The store built up a strong trade with the Indians at the time because there weren’t very many stores that carried specific Indian goods other than Goodman’s and a trading post in Dulce, and Max Reed’s in Lumberton.
“The Indians came a long way to shop in the store,” said Bob. “When it was cold, they were invited to have their picnic around the floor furnace here in the store. It was so much like sitting around the fire; they would occasionally throw chicken bones down the furnace, like they would into the fire. It was a problem, but they were such good customers no one ever said anything.”
Dave married Dorothy Hawks in 1952. She had been a teacher who loved to teach, but was needed to help with operation and bookkeeping of the store, so she left her teaching position and joined her husband to assist the store.
Business was thriving for Goodman’s and the need for expanded space to allow Goodman’s to carry more merchandise was necessary. An addition to the store was built behind the store in 1957. Still, more space was needed so the Goodman’s built another building adjacent to their location. Hortense became known as “Granny Goodman” and worked for 66 years in the family’s store.
Dave and Dorothy’s 2nd son of 3 children, Robert Goodman, came into the family business after his graduation from the University of Northern Colorado in 1977. He formally took over management from Dave and Dorothy as today’s proprietor of Goodman’s in 1981.
Currently Bob Goodman has maintained the same old time feel of Goodman’s as well as remodel and modernizes the store, and expand the lines of merchandise as did those before him. The business is run by himself as well as his wife Valerie, and their two daughters Jordan, 21, and Hayley, 18.

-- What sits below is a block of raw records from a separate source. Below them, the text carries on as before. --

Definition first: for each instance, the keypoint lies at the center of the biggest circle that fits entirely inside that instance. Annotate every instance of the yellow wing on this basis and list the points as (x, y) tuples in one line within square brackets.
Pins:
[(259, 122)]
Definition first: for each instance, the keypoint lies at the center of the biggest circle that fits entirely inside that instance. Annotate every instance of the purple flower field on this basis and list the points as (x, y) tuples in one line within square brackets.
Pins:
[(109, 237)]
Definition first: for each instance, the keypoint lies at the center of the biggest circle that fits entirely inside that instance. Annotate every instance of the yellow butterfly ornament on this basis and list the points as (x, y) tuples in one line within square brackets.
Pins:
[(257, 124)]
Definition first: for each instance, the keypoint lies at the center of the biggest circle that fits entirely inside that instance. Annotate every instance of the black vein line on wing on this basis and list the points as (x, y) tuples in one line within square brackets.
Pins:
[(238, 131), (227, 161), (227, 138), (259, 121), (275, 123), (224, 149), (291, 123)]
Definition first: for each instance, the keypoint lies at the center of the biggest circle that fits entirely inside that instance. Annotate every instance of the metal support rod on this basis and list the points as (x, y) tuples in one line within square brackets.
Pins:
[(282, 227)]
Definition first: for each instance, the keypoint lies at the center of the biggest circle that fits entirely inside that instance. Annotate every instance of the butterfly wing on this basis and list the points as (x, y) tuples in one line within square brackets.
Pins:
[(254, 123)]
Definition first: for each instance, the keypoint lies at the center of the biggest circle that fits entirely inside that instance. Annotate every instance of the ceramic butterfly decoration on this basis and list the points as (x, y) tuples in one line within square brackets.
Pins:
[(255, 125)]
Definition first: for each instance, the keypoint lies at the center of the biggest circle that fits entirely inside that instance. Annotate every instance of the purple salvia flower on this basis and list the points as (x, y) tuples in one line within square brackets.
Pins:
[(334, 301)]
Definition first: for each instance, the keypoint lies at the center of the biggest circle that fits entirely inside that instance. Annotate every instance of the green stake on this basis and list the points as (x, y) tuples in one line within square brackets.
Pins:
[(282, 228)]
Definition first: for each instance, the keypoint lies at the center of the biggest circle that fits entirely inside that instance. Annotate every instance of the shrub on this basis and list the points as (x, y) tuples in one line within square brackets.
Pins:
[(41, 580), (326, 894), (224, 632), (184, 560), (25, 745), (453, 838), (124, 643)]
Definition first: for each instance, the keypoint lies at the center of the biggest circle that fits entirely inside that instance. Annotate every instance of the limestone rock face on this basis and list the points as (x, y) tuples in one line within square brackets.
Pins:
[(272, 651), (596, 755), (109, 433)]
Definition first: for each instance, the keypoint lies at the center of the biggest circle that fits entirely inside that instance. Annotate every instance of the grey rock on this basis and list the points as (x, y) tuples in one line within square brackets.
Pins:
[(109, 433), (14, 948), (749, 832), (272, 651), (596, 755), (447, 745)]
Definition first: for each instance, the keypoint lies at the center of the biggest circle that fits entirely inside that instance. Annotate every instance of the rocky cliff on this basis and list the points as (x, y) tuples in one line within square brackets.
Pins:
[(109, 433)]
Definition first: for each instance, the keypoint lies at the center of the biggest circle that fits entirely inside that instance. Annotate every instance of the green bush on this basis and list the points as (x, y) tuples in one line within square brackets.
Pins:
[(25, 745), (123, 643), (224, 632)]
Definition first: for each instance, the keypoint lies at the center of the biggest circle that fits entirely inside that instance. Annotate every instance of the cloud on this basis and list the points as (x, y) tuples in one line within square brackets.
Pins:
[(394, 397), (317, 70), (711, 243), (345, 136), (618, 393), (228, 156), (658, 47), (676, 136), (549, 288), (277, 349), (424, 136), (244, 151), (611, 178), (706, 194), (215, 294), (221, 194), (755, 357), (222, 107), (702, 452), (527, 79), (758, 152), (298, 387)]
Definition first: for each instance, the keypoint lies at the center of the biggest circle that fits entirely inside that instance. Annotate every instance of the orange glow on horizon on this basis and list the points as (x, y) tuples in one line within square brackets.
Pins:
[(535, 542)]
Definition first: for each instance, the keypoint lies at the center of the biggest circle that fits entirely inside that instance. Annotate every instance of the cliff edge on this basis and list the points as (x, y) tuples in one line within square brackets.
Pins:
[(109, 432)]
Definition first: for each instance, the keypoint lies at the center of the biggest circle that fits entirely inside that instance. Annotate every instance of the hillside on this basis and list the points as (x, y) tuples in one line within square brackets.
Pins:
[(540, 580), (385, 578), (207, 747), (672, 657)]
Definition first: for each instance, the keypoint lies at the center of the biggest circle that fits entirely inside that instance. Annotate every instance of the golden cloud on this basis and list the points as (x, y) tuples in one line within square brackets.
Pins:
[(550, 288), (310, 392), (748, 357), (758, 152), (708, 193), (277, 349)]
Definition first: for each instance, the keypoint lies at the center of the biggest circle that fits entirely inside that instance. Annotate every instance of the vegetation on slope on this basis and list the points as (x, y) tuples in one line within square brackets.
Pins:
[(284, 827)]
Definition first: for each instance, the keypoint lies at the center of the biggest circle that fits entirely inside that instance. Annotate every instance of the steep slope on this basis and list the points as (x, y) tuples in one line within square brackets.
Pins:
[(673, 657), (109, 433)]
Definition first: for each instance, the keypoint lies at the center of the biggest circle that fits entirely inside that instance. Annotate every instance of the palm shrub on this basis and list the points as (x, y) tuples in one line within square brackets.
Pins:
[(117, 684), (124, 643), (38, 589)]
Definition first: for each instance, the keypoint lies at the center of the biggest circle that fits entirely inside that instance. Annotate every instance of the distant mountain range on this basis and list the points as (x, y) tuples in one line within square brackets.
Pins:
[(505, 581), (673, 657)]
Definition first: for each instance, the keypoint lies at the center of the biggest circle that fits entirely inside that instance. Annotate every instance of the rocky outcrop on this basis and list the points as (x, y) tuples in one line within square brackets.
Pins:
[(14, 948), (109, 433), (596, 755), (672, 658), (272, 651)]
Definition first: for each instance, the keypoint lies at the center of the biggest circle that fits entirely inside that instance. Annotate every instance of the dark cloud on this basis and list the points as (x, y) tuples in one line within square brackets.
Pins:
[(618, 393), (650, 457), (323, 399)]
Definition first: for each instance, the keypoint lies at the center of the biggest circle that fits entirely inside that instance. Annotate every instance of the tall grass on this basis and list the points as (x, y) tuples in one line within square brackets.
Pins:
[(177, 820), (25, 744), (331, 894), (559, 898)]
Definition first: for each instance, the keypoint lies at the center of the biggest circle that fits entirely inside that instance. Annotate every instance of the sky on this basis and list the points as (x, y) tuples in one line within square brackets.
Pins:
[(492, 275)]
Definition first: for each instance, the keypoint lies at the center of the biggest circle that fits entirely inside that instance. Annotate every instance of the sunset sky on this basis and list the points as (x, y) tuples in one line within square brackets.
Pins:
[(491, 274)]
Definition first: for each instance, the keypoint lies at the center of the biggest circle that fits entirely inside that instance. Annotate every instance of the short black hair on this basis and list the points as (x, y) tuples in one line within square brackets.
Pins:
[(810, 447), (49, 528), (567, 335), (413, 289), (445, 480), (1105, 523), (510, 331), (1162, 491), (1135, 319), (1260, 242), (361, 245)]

“The store stands on the original site of the first store, which was built immediately after the Fort Lewis barracks were removed,” Bob said. “When we remodeled we tried very hard to keep the feel of the store intact. We even had the tin roof of the original store matched for the addition. This is it though; the next remodel will be in my children’s generation.”
Bob understands his part in the Goodman legacy.
“I’ve got a lot of pride in the fact my family heritage has lasted so long in this area, and I understand my responsibility to pass it on to the next generation.” Bob said. “I don’t think there is anything that can drag me or my family from Pagosa.”